I've done some SO searching and found this and that outlining timing methods.
My problem is that I need to determine the CPU time (in milliseconds) required to execute the following loop:
for (int i = 0, temp = 0; i < 10000; i++)
{
if (i % 2 == 0)
{
temp = (i / 2) + 1;
}
else
{
temp = 2 * i;
}
}
I've looked at two methods, clock()
and stead_clock::now()
. Per the docs, I know that clock()
returns "ticks" so I can get it in seconds by dividing the difference using CLOCKS_PER_SEC
. The docs also mention that steady_clock
is designed for interval timing, but you have to call duration_cast<milliseconds>
to change its unit.
What I've done to time the two (since doing both in the same run may lead to one taking longer since the other was called first) is run them each by themselves:
clock_t t = clock();
for (int i = 0, temp = 0; i < 10000; i++)
{
if (i % 2 == 0)
{
temp = (i / 2) + 1;
}
else
{
temp = 2 * i;
}
}
t = clock() - t;
cout << (float(t)/CLOCKS_PER_SEC) * 1000 << "ms taken" << endl;
chrono::steady_clock::time_point p1 = chrono::steady_clock::now();
for (int i = 0, temp = 0; i < 10000; i++)
{
if (i % 2 == 0)
{
temp = (i / 2) + 1;
}
else
{
temp = 2 * i;
}
}
chrono::steady_clock::time_point p2 = chrono::steady_clock::now();
cout << chrono::duration_cast<milliseconds>(p2-p1).count() << "ms taken" << endl;
Output:
0ms taken
0ms taken
Do both these methods floor the result? Surely some fractal of milliseconds took place?

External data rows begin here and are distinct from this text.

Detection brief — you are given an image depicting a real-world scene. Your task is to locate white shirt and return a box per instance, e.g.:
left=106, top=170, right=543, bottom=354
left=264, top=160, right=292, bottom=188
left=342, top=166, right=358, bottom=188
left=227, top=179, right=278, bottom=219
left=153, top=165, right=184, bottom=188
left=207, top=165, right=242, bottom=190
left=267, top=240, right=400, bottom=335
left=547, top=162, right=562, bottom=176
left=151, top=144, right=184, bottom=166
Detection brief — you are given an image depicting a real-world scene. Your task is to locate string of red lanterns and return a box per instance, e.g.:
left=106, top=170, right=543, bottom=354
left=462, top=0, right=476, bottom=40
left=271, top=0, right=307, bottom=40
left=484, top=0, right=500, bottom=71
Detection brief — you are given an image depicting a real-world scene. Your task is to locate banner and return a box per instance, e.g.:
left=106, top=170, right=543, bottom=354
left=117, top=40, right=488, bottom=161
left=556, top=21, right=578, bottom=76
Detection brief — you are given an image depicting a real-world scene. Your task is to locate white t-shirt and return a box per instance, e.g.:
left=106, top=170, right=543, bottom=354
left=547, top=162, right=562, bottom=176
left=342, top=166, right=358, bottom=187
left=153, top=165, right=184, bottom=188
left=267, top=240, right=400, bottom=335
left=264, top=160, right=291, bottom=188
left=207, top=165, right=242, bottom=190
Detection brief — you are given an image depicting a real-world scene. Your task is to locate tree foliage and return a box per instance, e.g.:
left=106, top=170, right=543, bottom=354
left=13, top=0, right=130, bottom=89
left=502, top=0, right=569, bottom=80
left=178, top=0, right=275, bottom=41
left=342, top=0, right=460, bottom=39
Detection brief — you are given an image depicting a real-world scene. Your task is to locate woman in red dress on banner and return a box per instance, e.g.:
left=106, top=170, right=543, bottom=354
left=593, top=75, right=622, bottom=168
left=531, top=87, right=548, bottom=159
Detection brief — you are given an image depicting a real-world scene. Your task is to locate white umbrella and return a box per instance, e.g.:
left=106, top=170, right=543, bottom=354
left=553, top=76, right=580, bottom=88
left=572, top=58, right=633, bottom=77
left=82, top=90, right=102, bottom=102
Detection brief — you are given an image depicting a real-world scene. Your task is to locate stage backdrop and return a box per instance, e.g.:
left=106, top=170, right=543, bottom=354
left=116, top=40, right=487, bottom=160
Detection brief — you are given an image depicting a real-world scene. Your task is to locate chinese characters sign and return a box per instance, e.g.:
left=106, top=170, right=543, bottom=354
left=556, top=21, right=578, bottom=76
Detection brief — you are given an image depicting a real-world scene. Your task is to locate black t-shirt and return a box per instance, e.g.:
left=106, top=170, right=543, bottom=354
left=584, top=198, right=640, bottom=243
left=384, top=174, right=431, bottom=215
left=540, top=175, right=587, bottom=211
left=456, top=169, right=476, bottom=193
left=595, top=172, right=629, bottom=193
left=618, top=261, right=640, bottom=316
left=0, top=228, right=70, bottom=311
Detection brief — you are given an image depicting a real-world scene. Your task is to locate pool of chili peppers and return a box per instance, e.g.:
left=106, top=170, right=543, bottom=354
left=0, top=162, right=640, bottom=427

So which is ideal (or rather, more appropriate) for determining the CPU time required to execute the loop? At first glance, I would argue for clock()
since the docs specifically tell me that its for determining CPU time.
For context, my CLOCKS_PER_SEC
holds a value of 1000
.
Edit/Update:
Tried the following:
clock_t t = clock();
for (int j = 0; j < 1000000; j++) {
volatile int temp = 0;
for (int i = 0; i < 10000; i++)
{
if (i % 2 == 0)
{
temp = (i / 2) + 1;
}
else
{
temp = 2 * i;
}
}
}
t = clock() - t;
cout << (float(t) * 1000.0f / CLOCKS_PER_SEC / 1000000.0f) << "ms taken" << endl;
Outputs: 0.019953ms taken
clock_t start = clock();
volatile int temp = 0;
for (int i = 0; i < 10000; i++)
{
if (i % 2 == 0)
{
temp = (i / 2) + 1;
}
else
{
temp = 2 * i;
}
}
clock_t end = clock();
cout << fixed << setprecision(2) << 1000.0 * (end - start) / CLOCKS_PER_SEC << "ms taken" << endl;
Outputs: 0.00ms taken
chrono::high_resolution_clock::time_point p1 = chrono::high_resolution_clock::now();
volatile int temp = 0;
for (int i = 0; i < 10000; i++)
{
if (i % 2 == 0)
{
temp = (i / 2) + 1;
}
else
{
temp = 2 * i;
}
}
chrono::high_resolution_clock::time_point p2 = chrono::high_resolution_clock::now();
cout << (chrono::duration_cast<chrono::microseconds>(p2 - p1).count()) / 1000.0 << "ms taken" << endl;
Outputs: 0.072ms taken
chrono::steady_clock::time_point p1 = chrono::steady_clock::now();
volatile int temp = 0;
for (int i = 0; i < 10000; i++)
{
if (i % 2 == 0)
{
temp = (i / 2) + 1;
}
else
{
temp = 2 * i;
}
}
chrono::steady_clock::time_point p2 = chrono::steady_clock::now();
cout << (chrono::duration_cast<chrono::microseconds>(p2 - p1).count()) / 1000.0f << "ms taken" << endl;
Outputs: 0.044ms
So the question becomes, which is valid? The second method to me seems invalid because I think the loop is completing faster than a millisecond.
I understand the first method (simply to execute longer) but the last two methods produce drastically different results.
One thing I've noticed is that after compiling the program, the first time I run it I may get 0.073ms (for the high_resolution_clock
) and 0.044ms (for the steady_clock
) at first, but all subsequent runs are within the range of 0.019 - 0.025ms.